McLea’s expertise lies in accident investigations, in his current role as an accident investigator with MRM and from his 20 years with the RCMP on the west and east coasts of Canada. He pointed out that the captain should be on the bridge and the engine room staff should be in the engine room to make every effort possible to mitigate damage.
“The whole idea is to be onboard to make decisions so that you can try to save the ship whenever possible,” McLea told Insurance Business. “They are required under the IMS – the International Safety Management code – to develop procedures and practices for the safe operation of a vessel. The crew would receive training on these procedures and these practices, and that would be everything from tying up a boat to a catastrophic failure of the boat. And it is obvious procedures were not followed or there was a misunderstanding.”
The sinking of the South Korean ferry Sewol last week is expected to produce a death count that will surpass 300 – but what has garnered world outrage is the actions of the ferry captain and some crew members who fled the ship on the first lifeboat.
Fending off criticism of her own government in the handling of the tragedy, South Korean President Park Geun-hye said that the captain and some crew members of the sunken ferry committed “unforgivable, murderous behaviour.”
South Korea has been a member of the International Maritime Organization (IMO) since 1962.

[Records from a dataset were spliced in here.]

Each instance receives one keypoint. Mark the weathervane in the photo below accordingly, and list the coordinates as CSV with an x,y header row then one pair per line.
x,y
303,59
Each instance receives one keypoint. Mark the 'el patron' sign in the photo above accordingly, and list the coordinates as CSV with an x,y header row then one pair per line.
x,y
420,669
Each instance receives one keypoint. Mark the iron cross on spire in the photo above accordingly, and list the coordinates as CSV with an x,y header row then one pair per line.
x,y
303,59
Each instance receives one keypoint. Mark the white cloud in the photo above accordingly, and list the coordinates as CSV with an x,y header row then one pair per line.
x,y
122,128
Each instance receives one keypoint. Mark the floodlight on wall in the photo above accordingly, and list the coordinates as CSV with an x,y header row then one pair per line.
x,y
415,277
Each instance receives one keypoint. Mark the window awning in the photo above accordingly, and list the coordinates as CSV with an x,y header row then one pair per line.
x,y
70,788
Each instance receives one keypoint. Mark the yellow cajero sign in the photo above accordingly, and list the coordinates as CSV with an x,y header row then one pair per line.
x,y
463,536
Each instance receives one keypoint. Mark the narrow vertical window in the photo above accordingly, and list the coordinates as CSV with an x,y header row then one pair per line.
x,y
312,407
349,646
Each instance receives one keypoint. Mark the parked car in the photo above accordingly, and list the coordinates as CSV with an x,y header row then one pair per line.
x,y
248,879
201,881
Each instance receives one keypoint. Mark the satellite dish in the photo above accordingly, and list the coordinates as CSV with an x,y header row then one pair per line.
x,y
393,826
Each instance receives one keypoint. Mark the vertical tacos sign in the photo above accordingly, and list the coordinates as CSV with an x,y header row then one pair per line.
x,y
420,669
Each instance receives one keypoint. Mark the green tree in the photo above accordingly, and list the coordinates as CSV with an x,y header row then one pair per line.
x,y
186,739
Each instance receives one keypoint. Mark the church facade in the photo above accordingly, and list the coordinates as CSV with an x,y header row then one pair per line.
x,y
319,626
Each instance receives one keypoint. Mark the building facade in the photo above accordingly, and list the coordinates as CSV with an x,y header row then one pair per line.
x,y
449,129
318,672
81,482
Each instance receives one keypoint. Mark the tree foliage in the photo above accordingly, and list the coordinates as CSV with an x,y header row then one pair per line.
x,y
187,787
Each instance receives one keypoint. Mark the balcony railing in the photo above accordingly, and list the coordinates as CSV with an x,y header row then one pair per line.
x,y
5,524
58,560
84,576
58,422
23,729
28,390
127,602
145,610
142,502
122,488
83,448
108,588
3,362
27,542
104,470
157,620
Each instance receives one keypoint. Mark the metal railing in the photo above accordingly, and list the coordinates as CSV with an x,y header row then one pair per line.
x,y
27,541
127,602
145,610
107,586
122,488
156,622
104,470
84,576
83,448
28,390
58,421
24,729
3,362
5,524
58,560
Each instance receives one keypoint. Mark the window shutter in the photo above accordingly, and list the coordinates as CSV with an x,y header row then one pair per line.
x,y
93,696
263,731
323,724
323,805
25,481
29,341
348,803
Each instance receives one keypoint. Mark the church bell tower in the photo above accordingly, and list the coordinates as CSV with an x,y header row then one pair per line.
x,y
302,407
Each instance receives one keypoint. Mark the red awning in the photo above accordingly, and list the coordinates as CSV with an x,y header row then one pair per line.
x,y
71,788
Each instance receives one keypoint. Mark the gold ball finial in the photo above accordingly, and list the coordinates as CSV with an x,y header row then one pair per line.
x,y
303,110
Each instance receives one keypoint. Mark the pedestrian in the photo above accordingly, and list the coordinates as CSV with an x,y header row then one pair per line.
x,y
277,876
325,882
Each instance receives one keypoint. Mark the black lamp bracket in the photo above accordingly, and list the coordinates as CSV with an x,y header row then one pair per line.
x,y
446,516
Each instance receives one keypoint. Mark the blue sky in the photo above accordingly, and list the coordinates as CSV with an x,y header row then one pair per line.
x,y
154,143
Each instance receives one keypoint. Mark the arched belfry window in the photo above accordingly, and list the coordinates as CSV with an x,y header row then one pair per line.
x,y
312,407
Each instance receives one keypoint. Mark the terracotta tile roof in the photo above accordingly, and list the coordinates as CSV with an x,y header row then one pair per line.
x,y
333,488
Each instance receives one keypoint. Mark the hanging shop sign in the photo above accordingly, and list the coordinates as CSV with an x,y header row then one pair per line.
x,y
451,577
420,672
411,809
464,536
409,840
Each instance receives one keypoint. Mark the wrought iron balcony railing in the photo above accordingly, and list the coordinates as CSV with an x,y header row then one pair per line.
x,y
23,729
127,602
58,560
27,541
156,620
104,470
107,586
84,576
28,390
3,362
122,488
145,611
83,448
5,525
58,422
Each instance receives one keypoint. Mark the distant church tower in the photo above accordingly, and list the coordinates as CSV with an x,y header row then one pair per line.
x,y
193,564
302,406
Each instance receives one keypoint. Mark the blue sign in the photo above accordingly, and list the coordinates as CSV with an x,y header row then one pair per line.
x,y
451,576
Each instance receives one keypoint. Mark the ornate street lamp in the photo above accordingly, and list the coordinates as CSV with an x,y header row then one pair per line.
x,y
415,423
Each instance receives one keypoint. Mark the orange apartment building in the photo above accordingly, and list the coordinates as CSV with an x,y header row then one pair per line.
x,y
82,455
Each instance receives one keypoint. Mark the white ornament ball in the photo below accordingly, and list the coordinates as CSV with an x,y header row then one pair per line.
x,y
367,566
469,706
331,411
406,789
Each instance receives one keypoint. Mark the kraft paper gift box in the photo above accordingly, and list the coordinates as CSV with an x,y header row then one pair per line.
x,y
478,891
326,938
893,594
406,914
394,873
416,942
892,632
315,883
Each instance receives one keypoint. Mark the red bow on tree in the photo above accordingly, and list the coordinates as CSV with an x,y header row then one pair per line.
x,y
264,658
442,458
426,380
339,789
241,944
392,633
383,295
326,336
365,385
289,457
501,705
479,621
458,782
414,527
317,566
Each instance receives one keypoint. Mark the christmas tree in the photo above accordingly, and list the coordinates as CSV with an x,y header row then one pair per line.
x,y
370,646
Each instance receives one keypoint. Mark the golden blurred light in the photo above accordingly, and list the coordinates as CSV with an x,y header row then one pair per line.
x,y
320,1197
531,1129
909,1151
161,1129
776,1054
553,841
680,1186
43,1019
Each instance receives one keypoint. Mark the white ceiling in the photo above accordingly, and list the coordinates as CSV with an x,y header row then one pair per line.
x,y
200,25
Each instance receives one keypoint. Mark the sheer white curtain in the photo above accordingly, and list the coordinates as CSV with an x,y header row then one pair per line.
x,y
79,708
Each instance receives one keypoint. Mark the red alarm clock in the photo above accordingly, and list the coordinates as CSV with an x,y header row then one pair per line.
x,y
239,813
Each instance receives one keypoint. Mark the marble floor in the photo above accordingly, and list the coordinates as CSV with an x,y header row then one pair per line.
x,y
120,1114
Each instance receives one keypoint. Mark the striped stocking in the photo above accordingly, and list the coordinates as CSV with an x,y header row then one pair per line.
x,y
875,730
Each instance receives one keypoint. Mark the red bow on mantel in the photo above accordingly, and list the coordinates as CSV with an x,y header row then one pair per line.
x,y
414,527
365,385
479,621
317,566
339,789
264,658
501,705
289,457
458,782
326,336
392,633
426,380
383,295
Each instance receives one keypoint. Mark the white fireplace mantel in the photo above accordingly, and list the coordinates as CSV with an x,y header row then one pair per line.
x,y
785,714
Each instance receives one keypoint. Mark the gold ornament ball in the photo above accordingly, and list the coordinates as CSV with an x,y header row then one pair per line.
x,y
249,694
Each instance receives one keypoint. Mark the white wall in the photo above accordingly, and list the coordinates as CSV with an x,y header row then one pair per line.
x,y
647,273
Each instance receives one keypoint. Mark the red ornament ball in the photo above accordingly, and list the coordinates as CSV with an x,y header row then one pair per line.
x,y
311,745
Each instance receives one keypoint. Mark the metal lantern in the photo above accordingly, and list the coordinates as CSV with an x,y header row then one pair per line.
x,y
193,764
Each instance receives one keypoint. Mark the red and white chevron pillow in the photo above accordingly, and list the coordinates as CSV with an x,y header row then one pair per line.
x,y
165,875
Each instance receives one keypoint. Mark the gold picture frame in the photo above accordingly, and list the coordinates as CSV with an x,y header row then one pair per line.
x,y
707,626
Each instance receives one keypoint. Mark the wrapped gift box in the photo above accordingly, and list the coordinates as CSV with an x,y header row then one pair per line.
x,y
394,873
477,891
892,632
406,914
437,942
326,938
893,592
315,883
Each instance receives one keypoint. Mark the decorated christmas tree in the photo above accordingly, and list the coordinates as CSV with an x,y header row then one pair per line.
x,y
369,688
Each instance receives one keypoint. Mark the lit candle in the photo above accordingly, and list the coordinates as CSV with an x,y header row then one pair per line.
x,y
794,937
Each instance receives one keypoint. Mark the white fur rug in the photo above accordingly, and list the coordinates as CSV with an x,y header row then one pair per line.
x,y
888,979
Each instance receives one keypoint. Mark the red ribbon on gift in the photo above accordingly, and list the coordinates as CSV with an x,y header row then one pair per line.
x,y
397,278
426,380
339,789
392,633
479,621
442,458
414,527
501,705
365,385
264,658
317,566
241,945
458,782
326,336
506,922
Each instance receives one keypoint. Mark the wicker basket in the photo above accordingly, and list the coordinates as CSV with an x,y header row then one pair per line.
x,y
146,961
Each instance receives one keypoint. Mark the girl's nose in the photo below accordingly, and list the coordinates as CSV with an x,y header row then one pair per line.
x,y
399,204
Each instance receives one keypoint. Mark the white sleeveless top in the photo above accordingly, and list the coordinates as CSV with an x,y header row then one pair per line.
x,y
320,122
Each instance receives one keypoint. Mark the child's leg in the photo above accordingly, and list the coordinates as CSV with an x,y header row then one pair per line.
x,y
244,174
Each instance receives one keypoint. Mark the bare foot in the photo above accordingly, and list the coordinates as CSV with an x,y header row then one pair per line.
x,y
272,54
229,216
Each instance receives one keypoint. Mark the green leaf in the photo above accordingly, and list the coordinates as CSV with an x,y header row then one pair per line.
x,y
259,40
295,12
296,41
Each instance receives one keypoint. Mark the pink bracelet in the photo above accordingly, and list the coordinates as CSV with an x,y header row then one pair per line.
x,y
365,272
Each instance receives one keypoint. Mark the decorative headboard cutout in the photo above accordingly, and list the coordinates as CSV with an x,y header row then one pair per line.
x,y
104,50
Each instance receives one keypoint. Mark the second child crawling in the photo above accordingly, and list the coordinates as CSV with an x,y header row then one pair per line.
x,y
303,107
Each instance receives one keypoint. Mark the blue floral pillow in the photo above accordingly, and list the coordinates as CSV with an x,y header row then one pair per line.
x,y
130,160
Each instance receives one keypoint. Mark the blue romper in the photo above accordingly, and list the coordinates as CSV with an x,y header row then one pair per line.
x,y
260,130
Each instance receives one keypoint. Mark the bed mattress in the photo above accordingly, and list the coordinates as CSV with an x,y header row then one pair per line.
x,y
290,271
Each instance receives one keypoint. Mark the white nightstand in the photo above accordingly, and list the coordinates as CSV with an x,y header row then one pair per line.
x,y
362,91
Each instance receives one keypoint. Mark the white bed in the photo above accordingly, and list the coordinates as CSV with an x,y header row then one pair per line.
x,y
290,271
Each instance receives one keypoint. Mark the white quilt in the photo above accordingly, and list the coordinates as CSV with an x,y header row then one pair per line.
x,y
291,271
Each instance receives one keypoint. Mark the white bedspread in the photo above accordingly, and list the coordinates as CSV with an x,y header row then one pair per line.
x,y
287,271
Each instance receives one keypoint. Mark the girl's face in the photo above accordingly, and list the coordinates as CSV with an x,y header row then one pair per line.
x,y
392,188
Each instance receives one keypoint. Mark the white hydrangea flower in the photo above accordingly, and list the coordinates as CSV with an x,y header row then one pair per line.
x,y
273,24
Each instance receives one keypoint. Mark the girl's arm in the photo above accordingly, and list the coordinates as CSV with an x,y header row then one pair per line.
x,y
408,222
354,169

The captain initially told passengers to stay in their rooms and waited more than half an hour to issue an evacuation order as the ferry Sewol sank last week. By then the ship had tilted so much it is believed that many of those still missing could not escape.
“What the captain and part of the crew did is unfathomable from the viewpoint of common sense, unforgivable, murderous behaviour,” President Park said at a cabinet briefing, with those comments posted on the website of the presidential Blue House.
Park said instead of following a marine traffic controller’s instructions to “make the passengers escape,” the captain “told the passengers to stay put while they themselves became the first to escape.”
“Legally and ethically,” she said, “this is an unimaginable act.”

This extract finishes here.